Researchers Propose A Faster Way To Train AI

Whilst it’s perhaps fair to say that AI hasn’t eaten the world yet, there have nonetheless been some interesting projects that have made valuable inferences from large data sets.  The ability to make these inferences requires large qualities of data to get the algorithm up to speed, but of course not all organizations have such data sets at their disposal.

This has prompted researchers to experiment with simulated data to see if that can be as effective at training the system as real world data.  This approach has provided fruitful early results, but does still nonetheless require a degree of time for the system to learn from the data its presented with.
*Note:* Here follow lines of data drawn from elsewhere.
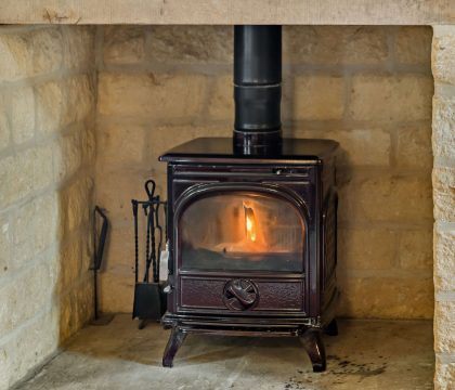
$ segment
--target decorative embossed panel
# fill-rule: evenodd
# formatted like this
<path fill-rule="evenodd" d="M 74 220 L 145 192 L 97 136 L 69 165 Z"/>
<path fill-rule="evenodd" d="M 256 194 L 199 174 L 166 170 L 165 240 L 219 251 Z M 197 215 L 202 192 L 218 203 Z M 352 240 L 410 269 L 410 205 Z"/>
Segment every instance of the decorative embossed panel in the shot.
<path fill-rule="evenodd" d="M 304 223 L 287 200 L 248 192 L 191 204 L 179 221 L 182 268 L 303 271 Z"/>
<path fill-rule="evenodd" d="M 258 289 L 258 302 L 251 311 L 301 311 L 302 281 L 269 281 L 250 278 Z M 182 276 L 180 306 L 184 309 L 229 310 L 224 303 L 224 287 L 231 278 Z"/>

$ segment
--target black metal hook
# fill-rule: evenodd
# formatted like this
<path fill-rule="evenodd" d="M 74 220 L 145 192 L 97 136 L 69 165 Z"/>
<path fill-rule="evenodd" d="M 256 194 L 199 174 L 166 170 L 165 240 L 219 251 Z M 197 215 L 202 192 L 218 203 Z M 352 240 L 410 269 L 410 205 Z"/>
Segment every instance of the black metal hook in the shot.
<path fill-rule="evenodd" d="M 153 197 L 155 195 L 155 188 L 156 188 L 156 183 L 154 180 L 150 179 L 145 182 L 145 192 L 147 193 L 148 199 L 153 200 Z"/>

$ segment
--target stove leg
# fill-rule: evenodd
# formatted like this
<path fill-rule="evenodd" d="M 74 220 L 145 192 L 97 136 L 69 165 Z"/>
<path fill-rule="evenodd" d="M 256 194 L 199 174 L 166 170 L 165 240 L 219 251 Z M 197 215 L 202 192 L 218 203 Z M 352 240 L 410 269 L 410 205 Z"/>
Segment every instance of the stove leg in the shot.
<path fill-rule="evenodd" d="M 313 365 L 313 372 L 324 372 L 326 368 L 326 358 L 324 342 L 322 340 L 322 329 L 308 329 L 302 336 L 302 341 Z"/>
<path fill-rule="evenodd" d="M 338 324 L 336 318 L 330 321 L 330 323 L 325 327 L 324 333 L 328 336 L 338 336 Z"/>
<path fill-rule="evenodd" d="M 182 346 L 185 338 L 186 333 L 184 333 L 179 326 L 172 327 L 168 344 L 166 346 L 165 353 L 162 354 L 164 367 L 172 367 L 173 358 L 176 356 L 177 351 Z"/>

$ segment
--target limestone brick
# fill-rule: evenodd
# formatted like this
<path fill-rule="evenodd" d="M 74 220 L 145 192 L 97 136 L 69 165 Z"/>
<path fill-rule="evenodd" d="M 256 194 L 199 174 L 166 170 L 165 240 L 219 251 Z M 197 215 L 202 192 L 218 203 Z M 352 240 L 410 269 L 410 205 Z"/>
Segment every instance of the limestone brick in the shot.
<path fill-rule="evenodd" d="M 400 266 L 404 270 L 432 272 L 432 232 L 431 230 L 403 231 L 399 246 Z"/>
<path fill-rule="evenodd" d="M 99 112 L 154 119 L 195 117 L 206 91 L 204 76 L 104 73 L 99 83 Z"/>
<path fill-rule="evenodd" d="M 94 66 L 94 28 L 91 26 L 73 26 L 65 28 L 64 66 L 66 68 L 87 69 Z"/>
<path fill-rule="evenodd" d="M 338 233 L 342 269 L 388 270 L 394 264 L 395 248 L 396 233 L 391 230 L 340 229 Z"/>
<path fill-rule="evenodd" d="M 432 278 L 340 278 L 339 314 L 361 318 L 432 318 Z"/>
<path fill-rule="evenodd" d="M 350 115 L 355 120 L 430 119 L 432 94 L 431 77 L 359 75 L 352 80 Z"/>
<path fill-rule="evenodd" d="M 429 67 L 431 39 L 431 27 L 400 27 L 395 36 L 395 56 L 398 62 Z"/>
<path fill-rule="evenodd" d="M 35 95 L 29 87 L 15 90 L 11 95 L 11 130 L 16 144 L 35 135 Z"/>
<path fill-rule="evenodd" d="M 301 120 L 341 119 L 344 113 L 344 80 L 336 76 L 297 76 L 285 86 L 283 115 Z"/>
<path fill-rule="evenodd" d="M 14 283 L 2 287 L 0 291 L 3 297 L 0 306 L 1 334 L 8 334 L 18 325 L 31 320 L 42 308 L 49 307 L 54 286 L 53 271 L 49 263 L 41 262 L 30 266 Z"/>
<path fill-rule="evenodd" d="M 60 294 L 70 290 L 79 278 L 81 269 L 81 240 L 80 234 L 74 234 L 70 239 L 61 248 L 60 253 Z"/>
<path fill-rule="evenodd" d="M 213 120 L 234 122 L 234 81 L 232 75 L 214 80 L 213 91 L 208 103 L 208 116 Z"/>
<path fill-rule="evenodd" d="M 339 166 L 376 166 L 390 165 L 391 136 L 382 129 L 353 130 L 299 130 L 292 136 L 322 138 L 339 142 Z"/>
<path fill-rule="evenodd" d="M 35 253 L 38 255 L 51 247 L 57 238 L 58 226 L 58 199 L 57 194 L 52 192 L 37 198 L 35 202 L 35 213 L 32 216 L 35 231 L 32 242 Z M 46 226 L 46 229 L 42 229 Z"/>
<path fill-rule="evenodd" d="M 154 62 L 232 63 L 232 26 L 153 26 L 150 51 Z"/>
<path fill-rule="evenodd" d="M 36 129 L 38 134 L 48 135 L 60 130 L 63 98 L 61 82 L 50 81 L 36 87 Z"/>
<path fill-rule="evenodd" d="M 434 350 L 455 352 L 455 302 L 435 302 Z"/>
<path fill-rule="evenodd" d="M 156 179 L 153 172 L 142 170 L 116 170 L 96 172 L 96 204 L 109 210 L 117 221 L 131 222 L 131 199 L 144 199 L 145 180 Z"/>
<path fill-rule="evenodd" d="M 387 34 L 369 26 L 285 26 L 283 57 L 296 64 L 380 64 L 388 57 Z"/>
<path fill-rule="evenodd" d="M 428 222 L 432 219 L 429 178 L 384 176 L 340 180 L 339 216 L 353 222 Z"/>
<path fill-rule="evenodd" d="M 435 35 L 431 52 L 435 81 L 455 84 L 455 35 Z"/>
<path fill-rule="evenodd" d="M 143 164 L 146 142 L 142 126 L 101 125 L 98 164 L 101 169 L 134 168 Z"/>
<path fill-rule="evenodd" d="M 9 144 L 11 138 L 10 121 L 6 115 L 5 100 L 0 93 L 0 152 Z"/>
<path fill-rule="evenodd" d="M 66 180 L 75 174 L 82 164 L 82 126 L 76 126 L 72 133 L 61 138 L 53 145 L 55 180 Z"/>
<path fill-rule="evenodd" d="M 434 96 L 432 129 L 434 156 L 455 159 L 455 99 Z"/>
<path fill-rule="evenodd" d="M 105 64 L 136 64 L 145 57 L 143 26 L 107 26 L 104 29 Z"/>
<path fill-rule="evenodd" d="M 435 364 L 434 390 L 451 390 L 455 387 L 455 363 Z"/>
<path fill-rule="evenodd" d="M 49 74 L 57 70 L 63 62 L 62 32 L 58 27 L 31 32 L 34 74 Z"/>
<path fill-rule="evenodd" d="M 455 232 L 434 229 L 434 288 L 455 290 Z"/>
<path fill-rule="evenodd" d="M 400 168 L 431 170 L 431 126 L 404 126 L 396 129 L 396 165 Z"/>
<path fill-rule="evenodd" d="M 32 56 L 21 35 L 0 34 L 0 81 L 15 81 L 31 72 Z"/>
<path fill-rule="evenodd" d="M 11 274 L 13 233 L 9 213 L 0 213 L 0 280 Z"/>
<path fill-rule="evenodd" d="M 64 81 L 65 95 L 62 126 L 80 121 L 93 110 L 94 87 L 89 75 L 79 75 Z"/>
<path fill-rule="evenodd" d="M 434 219 L 455 222 L 455 168 L 433 169 Z"/>

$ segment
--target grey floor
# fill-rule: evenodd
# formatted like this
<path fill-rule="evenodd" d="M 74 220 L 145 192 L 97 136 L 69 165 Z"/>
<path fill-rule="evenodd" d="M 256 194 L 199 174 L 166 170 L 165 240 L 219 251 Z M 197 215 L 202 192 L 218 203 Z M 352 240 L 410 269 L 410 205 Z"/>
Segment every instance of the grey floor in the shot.
<path fill-rule="evenodd" d="M 129 315 L 82 329 L 22 390 L 432 389 L 431 322 L 340 321 L 325 337 L 328 367 L 313 374 L 296 338 L 188 336 L 162 368 L 169 333 Z"/>

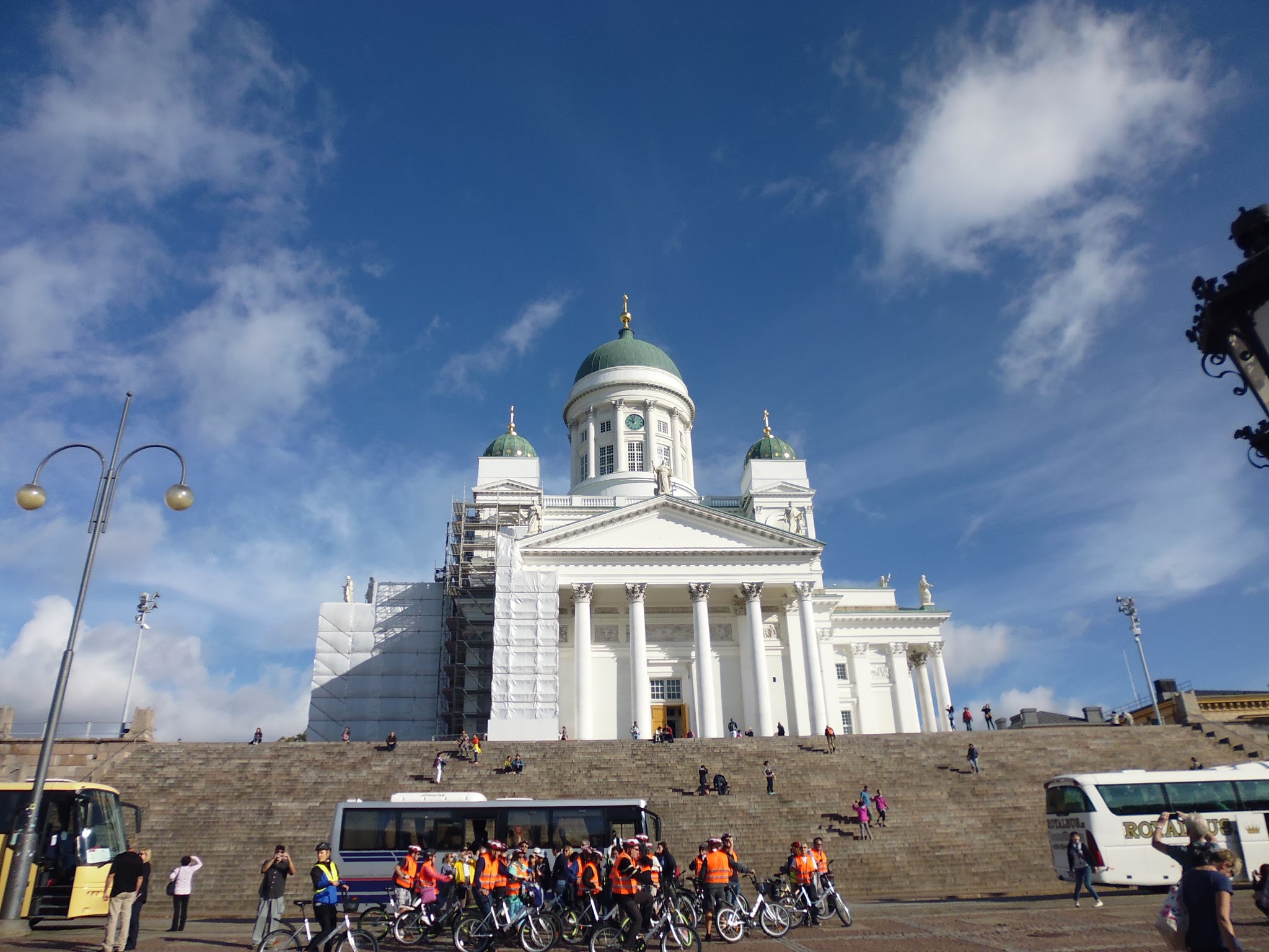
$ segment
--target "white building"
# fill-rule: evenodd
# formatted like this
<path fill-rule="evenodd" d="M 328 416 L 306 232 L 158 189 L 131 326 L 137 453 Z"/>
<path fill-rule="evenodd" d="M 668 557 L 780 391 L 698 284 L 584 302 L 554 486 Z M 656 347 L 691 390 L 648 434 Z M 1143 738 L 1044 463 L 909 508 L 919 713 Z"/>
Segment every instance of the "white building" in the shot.
<path fill-rule="evenodd" d="M 806 462 L 769 426 L 739 495 L 699 495 L 688 387 L 622 321 L 563 406 L 566 495 L 544 493 L 513 416 L 435 581 L 321 605 L 310 739 L 947 730 L 929 589 L 901 608 L 886 583 L 824 585 Z"/>

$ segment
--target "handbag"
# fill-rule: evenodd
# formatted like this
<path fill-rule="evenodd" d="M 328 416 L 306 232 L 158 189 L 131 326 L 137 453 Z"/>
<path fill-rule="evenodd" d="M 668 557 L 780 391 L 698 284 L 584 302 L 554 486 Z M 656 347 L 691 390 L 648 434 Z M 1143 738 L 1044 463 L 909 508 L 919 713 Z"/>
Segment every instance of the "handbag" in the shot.
<path fill-rule="evenodd" d="M 1181 900 L 1180 886 L 1173 886 L 1167 899 L 1155 916 L 1155 929 L 1164 937 L 1167 948 L 1184 949 L 1185 933 L 1189 932 L 1189 913 Z"/>

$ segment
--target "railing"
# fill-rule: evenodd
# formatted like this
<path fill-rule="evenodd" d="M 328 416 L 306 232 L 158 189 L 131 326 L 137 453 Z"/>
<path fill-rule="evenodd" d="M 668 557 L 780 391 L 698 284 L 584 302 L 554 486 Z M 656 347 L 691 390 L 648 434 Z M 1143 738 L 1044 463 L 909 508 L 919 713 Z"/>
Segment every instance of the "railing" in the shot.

Now, a team from Hong Kong Baptist University (HKBU) have teamed up with Tencent to create a new technique that speeds this aspect up, whilst maintaining accuracy levels.  The work, which was documented in a recently published paper, reveals that two popular deep neural networks were trained in just four minutes and 6.6 minutes respectively, which is half the time previously taken for the AlexNet and ResNet-50 respectively.

Visual testing

Both neural networks are built on the ImageNet visual recognition system that contains a large-scale dataset.  The tests enabled each system to accurately recognize and then label objects in particular photos.  That this was achieved significantly faster than all previous records is what undoubtedly sets this approach apart however.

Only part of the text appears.